O governo adiou temporariamente a consulta pública sobre a cobrança de IOF em operações com criptomoedas, conforme apurado pela Reuters. A medida foi recebida como um alívio pelo setor, ao mesmo tempo em que aumenta a percepção de que o tema ainda precisa de base ampla para avançar.
O novo ministro da Fazenda, Dario Durigan, decidiu segurar os planos considerados sensíveis diante do cenário eleitoral. A defesa é de maior debate no Congresso e de evitar medidas rápidas que possam gerar insegurança jurídica.
Representantes do setor destacam que a tributação por decreto não se sustenta juridicamente sem base clara. O adiamento é visto como reconhecimento de que um avanço requer construção institucional mais sólida.
Reações do mercado
O Instituto Livre Mercado comemorou o adiamento, chamando a decisão de vitória para o setor. A entidade ressalta que tributar ativos virtuais sem aval do Congresso é inadequado para o marco regulatório.
Fábio Plein, diretor regional das Américas na Coinbase, vê o movimento positivo por recolocar a discussão no âmbito institucional. Ele destaca a necessidade de previsibilidade e de um desenho regulatório que preserve competitividade.

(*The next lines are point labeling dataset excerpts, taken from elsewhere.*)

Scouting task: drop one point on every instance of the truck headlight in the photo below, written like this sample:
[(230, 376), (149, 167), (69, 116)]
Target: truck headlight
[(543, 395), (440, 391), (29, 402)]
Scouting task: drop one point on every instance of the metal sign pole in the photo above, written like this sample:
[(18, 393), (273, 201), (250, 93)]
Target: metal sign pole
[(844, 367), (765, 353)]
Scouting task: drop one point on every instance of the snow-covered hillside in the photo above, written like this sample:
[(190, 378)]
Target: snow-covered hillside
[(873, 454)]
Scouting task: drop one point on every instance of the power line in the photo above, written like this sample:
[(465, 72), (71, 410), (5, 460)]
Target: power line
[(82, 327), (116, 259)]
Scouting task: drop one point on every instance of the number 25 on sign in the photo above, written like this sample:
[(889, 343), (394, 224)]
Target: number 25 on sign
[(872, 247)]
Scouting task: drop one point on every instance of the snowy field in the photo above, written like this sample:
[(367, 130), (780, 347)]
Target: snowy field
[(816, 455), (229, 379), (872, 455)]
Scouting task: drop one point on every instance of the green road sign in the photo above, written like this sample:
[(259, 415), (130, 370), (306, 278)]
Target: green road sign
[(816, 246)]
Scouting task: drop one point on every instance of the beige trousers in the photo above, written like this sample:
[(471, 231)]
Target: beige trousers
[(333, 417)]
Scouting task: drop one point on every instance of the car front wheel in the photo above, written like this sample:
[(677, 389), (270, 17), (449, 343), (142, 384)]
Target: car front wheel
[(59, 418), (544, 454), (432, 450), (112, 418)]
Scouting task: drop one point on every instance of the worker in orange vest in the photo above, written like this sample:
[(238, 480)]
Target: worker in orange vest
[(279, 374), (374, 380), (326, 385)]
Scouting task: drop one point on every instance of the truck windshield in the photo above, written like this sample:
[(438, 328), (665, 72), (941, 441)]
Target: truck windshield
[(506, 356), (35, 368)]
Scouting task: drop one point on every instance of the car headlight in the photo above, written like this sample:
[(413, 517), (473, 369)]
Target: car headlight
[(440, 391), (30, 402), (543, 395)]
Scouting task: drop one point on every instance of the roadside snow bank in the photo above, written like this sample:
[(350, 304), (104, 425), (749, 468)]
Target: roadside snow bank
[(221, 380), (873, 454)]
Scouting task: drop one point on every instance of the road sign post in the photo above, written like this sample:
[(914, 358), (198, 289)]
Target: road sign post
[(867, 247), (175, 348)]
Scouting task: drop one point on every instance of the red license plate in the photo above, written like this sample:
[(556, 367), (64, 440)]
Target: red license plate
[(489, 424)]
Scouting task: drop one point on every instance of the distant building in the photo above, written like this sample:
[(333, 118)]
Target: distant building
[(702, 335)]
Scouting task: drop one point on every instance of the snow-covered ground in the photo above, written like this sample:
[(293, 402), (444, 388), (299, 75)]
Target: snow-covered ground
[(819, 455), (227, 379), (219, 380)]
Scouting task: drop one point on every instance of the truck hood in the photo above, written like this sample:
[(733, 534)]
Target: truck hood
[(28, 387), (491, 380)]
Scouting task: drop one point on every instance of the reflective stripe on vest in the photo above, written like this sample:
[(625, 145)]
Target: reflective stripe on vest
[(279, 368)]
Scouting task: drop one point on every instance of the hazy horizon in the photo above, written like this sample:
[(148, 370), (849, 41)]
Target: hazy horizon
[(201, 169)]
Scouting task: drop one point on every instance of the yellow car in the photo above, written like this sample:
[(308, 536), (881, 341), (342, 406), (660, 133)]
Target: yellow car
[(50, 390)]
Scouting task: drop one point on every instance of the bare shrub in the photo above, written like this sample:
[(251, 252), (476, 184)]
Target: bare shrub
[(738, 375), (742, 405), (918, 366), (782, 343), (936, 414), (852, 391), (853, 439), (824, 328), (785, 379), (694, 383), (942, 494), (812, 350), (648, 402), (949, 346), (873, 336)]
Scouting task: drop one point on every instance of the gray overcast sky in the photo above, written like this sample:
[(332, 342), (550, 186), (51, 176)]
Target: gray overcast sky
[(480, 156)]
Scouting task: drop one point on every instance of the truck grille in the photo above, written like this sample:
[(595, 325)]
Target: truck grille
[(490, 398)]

O Mercado Bitcoin afirma que qualquer mudança deve respeitar o devido processo legal. A empresa lembra que decretos não podem criar novas cobranças sem respaldo legal e defende diálogo com o ecossistema para segurança jurídica e desenvolvimento responsável.
A ABFintechs também reage, com Diego Perez enfatizando que ampliar o IOF sobre ativos digitais requer base jurídica sólida. Ele aponta riscos de insegurança jurídica e distorções de competição caso a discussão ocorra sem consenso.
A ABcripto, por sua vez, aponta que a pausa permite aprofundar o debate no Congresso. Julia Rosin ressalta a importância de conduzir a discussão tributária pelo Legislativo para ganhar robustez.
Contexto tecnológico e regulatório
A política sobre criptomoedas envolve como enquadrar stablecoins e transferências internacionais na estrutura tributária e cambial do Brasil. O tema se conecta a decisões do Banco Central sobre tratamento de operações com ativos digitais como câmbio.
A discussão segue aberta, com o governo sinalizando que pode retomar o tema quando houver ambiente político mais estável. Enquanto isso, o setor permanece atento aos próximos movimentos regulatórios e à evolução do diálogo institucional.